The real strength of “The Book of Ruth” is the way in which Ruth changes her circumstances through self-control, a trait she is shown to exercise against the titular book, the wish-fulfillment object of the piece. The book does not grant her this self-control, nor any sudden physical prowess. While it arguably imbues her with psychic abilities, what she does with them is rooted in the characteristic of discipline she’s shown to have at the beginning of the narrative.
Particularly after such compelling pieces as “There’s Something Wrong With Pappy” and “The Book of Ruth,” the final story of this issue is a letdown. “Taking on Life” by Gary Fry features the sort of passive, “showing not telling” writing that would make even the most exciting narrative drag. It also features a lot of clichéd descriptors:
At any rate, they took their goods to a till-point, paid with what little scraps they’d managed to save from their meagre student grants, and then exited to start strolling for the residential areas of the town.

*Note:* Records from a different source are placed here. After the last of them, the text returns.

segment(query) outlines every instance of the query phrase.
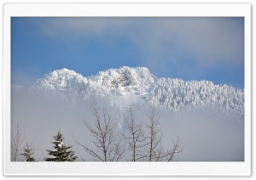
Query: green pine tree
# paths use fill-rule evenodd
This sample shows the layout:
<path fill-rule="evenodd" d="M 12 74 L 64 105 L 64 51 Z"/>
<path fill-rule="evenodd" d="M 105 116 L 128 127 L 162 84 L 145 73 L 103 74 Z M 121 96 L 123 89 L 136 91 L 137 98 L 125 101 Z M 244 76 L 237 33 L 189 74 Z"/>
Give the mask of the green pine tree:
<path fill-rule="evenodd" d="M 58 134 L 54 136 L 55 142 L 53 150 L 47 150 L 48 155 L 51 155 L 49 158 L 44 158 L 45 161 L 74 161 L 78 157 L 74 155 L 74 152 L 68 150 L 72 146 L 66 146 L 63 143 L 64 137 L 60 131 Z"/>
<path fill-rule="evenodd" d="M 24 149 L 24 153 L 21 154 L 21 155 L 25 158 L 25 161 L 36 161 L 36 159 L 32 156 L 34 154 L 33 151 L 32 146 L 30 146 L 26 143 Z"/>

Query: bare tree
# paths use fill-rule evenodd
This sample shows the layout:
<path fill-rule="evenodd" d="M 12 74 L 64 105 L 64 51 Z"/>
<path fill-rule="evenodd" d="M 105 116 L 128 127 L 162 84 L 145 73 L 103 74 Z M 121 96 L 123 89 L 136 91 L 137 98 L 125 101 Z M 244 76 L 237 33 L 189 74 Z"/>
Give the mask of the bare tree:
<path fill-rule="evenodd" d="M 118 135 L 114 115 L 111 110 L 102 109 L 94 99 L 91 103 L 94 119 L 84 121 L 84 125 L 91 135 L 90 142 L 94 147 L 76 143 L 84 148 L 96 160 L 118 161 L 125 155 L 125 144 Z"/>
<path fill-rule="evenodd" d="M 183 149 L 183 144 L 177 138 L 176 142 L 172 140 L 172 148 L 170 150 L 165 150 L 162 145 L 162 128 L 159 121 L 159 113 L 155 108 L 152 108 L 148 114 L 149 123 L 146 125 L 148 129 L 147 135 L 147 158 L 148 161 L 173 161 L 177 153 L 182 152 Z"/>
<path fill-rule="evenodd" d="M 34 157 L 33 145 L 28 144 L 28 143 L 26 143 L 21 155 L 23 156 L 25 161 L 36 161 L 36 159 Z"/>
<path fill-rule="evenodd" d="M 134 113 L 131 109 L 128 115 L 124 114 L 124 125 L 127 130 L 123 136 L 128 145 L 129 152 L 131 156 L 131 161 L 143 160 L 144 158 L 143 147 L 145 146 L 145 137 L 143 127 L 143 122 L 136 123 Z"/>
<path fill-rule="evenodd" d="M 166 158 L 167 161 L 175 161 L 177 160 L 175 159 L 175 155 L 177 153 L 180 153 L 183 150 L 184 144 L 183 144 L 180 141 L 178 137 L 177 138 L 176 142 L 172 140 L 172 148 L 171 150 L 166 153 Z"/>
<path fill-rule="evenodd" d="M 11 160 L 19 161 L 21 160 L 20 150 L 23 149 L 23 143 L 26 136 L 21 134 L 19 124 L 16 125 L 15 133 L 11 132 Z"/>

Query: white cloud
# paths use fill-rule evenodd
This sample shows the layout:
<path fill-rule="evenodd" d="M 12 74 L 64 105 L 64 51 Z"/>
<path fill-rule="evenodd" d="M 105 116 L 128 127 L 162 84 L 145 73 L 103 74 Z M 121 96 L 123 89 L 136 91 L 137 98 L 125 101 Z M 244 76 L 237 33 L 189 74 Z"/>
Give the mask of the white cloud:
<path fill-rule="evenodd" d="M 243 65 L 242 18 L 50 18 L 41 27 L 55 38 L 128 38 L 149 67 L 160 60 L 179 67 L 184 56 L 203 68 Z"/>

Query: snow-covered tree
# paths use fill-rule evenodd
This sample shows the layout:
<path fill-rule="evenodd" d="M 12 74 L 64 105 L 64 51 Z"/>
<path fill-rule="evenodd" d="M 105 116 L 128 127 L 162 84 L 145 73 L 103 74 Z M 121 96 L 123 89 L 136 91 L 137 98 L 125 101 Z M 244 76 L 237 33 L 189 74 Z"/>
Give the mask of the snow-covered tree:
<path fill-rule="evenodd" d="M 74 152 L 69 150 L 72 146 L 66 146 L 63 143 L 64 137 L 61 132 L 58 131 L 56 136 L 54 136 L 55 142 L 53 150 L 47 150 L 48 155 L 51 155 L 49 158 L 44 158 L 45 161 L 74 161 L 78 157 L 74 155 Z"/>
<path fill-rule="evenodd" d="M 29 145 L 27 143 L 23 149 L 21 155 L 24 157 L 25 161 L 36 161 L 36 159 L 33 157 L 34 149 L 32 145 Z"/>

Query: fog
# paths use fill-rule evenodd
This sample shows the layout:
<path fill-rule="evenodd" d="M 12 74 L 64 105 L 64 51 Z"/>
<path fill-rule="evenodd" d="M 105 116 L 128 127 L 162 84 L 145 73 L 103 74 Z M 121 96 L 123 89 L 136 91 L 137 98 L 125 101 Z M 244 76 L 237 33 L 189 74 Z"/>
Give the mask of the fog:
<path fill-rule="evenodd" d="M 40 160 L 49 157 L 46 149 L 52 150 L 53 136 L 60 130 L 67 145 L 79 156 L 78 160 L 93 160 L 74 138 L 90 144 L 90 135 L 83 121 L 93 118 L 90 101 L 68 105 L 61 100 L 50 100 L 40 93 L 15 90 L 11 92 L 11 132 L 15 133 L 18 124 L 25 142 L 32 143 Z M 102 106 L 107 106 L 108 102 Z M 136 121 L 147 124 L 149 108 L 131 107 Z M 112 110 L 115 110 L 112 107 Z M 172 140 L 184 145 L 177 155 L 179 161 L 243 161 L 244 122 L 229 119 L 206 110 L 172 112 L 157 110 L 163 132 L 163 146 L 172 149 Z M 116 113 L 119 131 L 122 131 L 123 112 Z"/>

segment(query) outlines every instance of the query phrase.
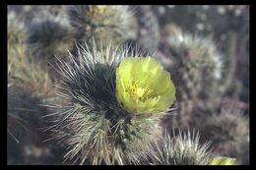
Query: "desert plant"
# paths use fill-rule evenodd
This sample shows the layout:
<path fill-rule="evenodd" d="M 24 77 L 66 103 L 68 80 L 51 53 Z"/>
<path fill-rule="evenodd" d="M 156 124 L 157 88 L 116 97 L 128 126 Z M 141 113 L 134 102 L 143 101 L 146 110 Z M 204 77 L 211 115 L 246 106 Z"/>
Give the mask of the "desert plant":
<path fill-rule="evenodd" d="M 74 30 L 63 15 L 37 14 L 27 28 L 29 48 L 37 59 L 51 61 L 73 47 Z"/>
<path fill-rule="evenodd" d="M 151 142 L 160 135 L 160 119 L 174 101 L 169 74 L 155 59 L 140 58 L 145 55 L 138 52 L 128 55 L 126 48 L 103 50 L 92 42 L 78 45 L 77 50 L 78 56 L 70 54 L 69 64 L 59 61 L 58 94 L 66 104 L 49 106 L 55 112 L 47 116 L 52 138 L 67 148 L 65 160 L 147 162 Z"/>
<path fill-rule="evenodd" d="M 195 131 L 179 132 L 173 137 L 165 133 L 156 142 L 156 152 L 150 157 L 154 165 L 206 165 L 213 157 L 210 143 L 200 144 Z"/>
<path fill-rule="evenodd" d="M 132 13 L 127 6 L 72 5 L 66 14 L 75 28 L 76 40 L 83 42 L 93 37 L 99 44 L 120 44 L 126 37 L 127 26 Z"/>

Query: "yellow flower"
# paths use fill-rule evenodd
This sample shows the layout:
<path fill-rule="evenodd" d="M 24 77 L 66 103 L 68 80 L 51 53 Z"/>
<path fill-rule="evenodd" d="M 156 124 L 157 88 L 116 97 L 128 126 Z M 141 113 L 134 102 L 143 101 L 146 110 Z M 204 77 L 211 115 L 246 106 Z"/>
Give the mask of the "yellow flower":
<path fill-rule="evenodd" d="M 208 165 L 236 165 L 236 160 L 229 157 L 215 157 Z"/>
<path fill-rule="evenodd" d="M 157 60 L 129 57 L 116 70 L 116 98 L 130 114 L 155 113 L 171 106 L 175 86 Z"/>
<path fill-rule="evenodd" d="M 92 13 L 103 14 L 106 7 L 106 5 L 90 5 L 89 10 Z"/>

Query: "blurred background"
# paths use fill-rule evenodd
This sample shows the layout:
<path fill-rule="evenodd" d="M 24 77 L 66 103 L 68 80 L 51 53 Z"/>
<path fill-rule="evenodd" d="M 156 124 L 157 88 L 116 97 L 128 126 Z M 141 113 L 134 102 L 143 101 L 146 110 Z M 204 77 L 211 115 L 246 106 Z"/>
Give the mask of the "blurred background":
<path fill-rule="evenodd" d="M 121 21 L 91 13 L 81 24 L 67 6 L 8 6 L 8 164 L 62 163 L 65 148 L 47 141 L 41 104 L 54 102 L 52 55 L 82 37 L 154 54 L 177 88 L 162 126 L 196 129 L 216 154 L 249 164 L 249 6 L 128 6 Z"/>

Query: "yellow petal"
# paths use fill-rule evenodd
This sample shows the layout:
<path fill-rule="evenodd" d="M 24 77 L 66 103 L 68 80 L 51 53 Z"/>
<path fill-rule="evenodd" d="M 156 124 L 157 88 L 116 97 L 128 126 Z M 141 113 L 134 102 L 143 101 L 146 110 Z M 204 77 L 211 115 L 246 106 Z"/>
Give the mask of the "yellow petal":
<path fill-rule="evenodd" d="M 236 160 L 230 157 L 215 157 L 208 165 L 236 165 Z"/>

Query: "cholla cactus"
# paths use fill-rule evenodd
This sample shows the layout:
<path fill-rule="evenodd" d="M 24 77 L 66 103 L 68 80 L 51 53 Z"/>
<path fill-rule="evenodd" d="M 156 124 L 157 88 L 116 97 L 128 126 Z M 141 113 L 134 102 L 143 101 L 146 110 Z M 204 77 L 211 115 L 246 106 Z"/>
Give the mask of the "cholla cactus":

The above also contradicts the later assertion that the narrator’s girlfriend is well-off, living at home, attending a good school because of her parents’ wealth, and able to afford fashionable clothing. The narrator, Louis, is a poor boy ashamed of his origins, and his girlfriend is clearly a status symbol, so that first denial of her affluence makes little sense. This is a problem that recurs with the story’s horror element, and the other issue is a lack of originality. Louis’s parents had to marry young because his mother was pregnant, and now they’re unhappy. His father drinks too much, and Louis himself is terrified of ending up the same way. He thinks he sees and hears things rustling in the bushes wherever he goes. When he finds a portrait-morphing program online, he first ages himself up, then tries to see what a child with his girlfriend would look like. Unsurprisingly, the things he thinks are following him take on aspects of both morphed portraits, yet after clear descriptions of these creatures, the narration asserts Louis didn’t actually catch sight of them.
This essential problem of a contradictory narrative is not helped by the story’s resolution, which is either a failed stab at true horror, or a very poor joke. Either way, it’s not a strong note on which to end. One can only hope this isn’t a representative issue of this publication’s usual standard.
[Disclosure notice: The Fix is brought to you by TTA Press, publisher of Black Static.]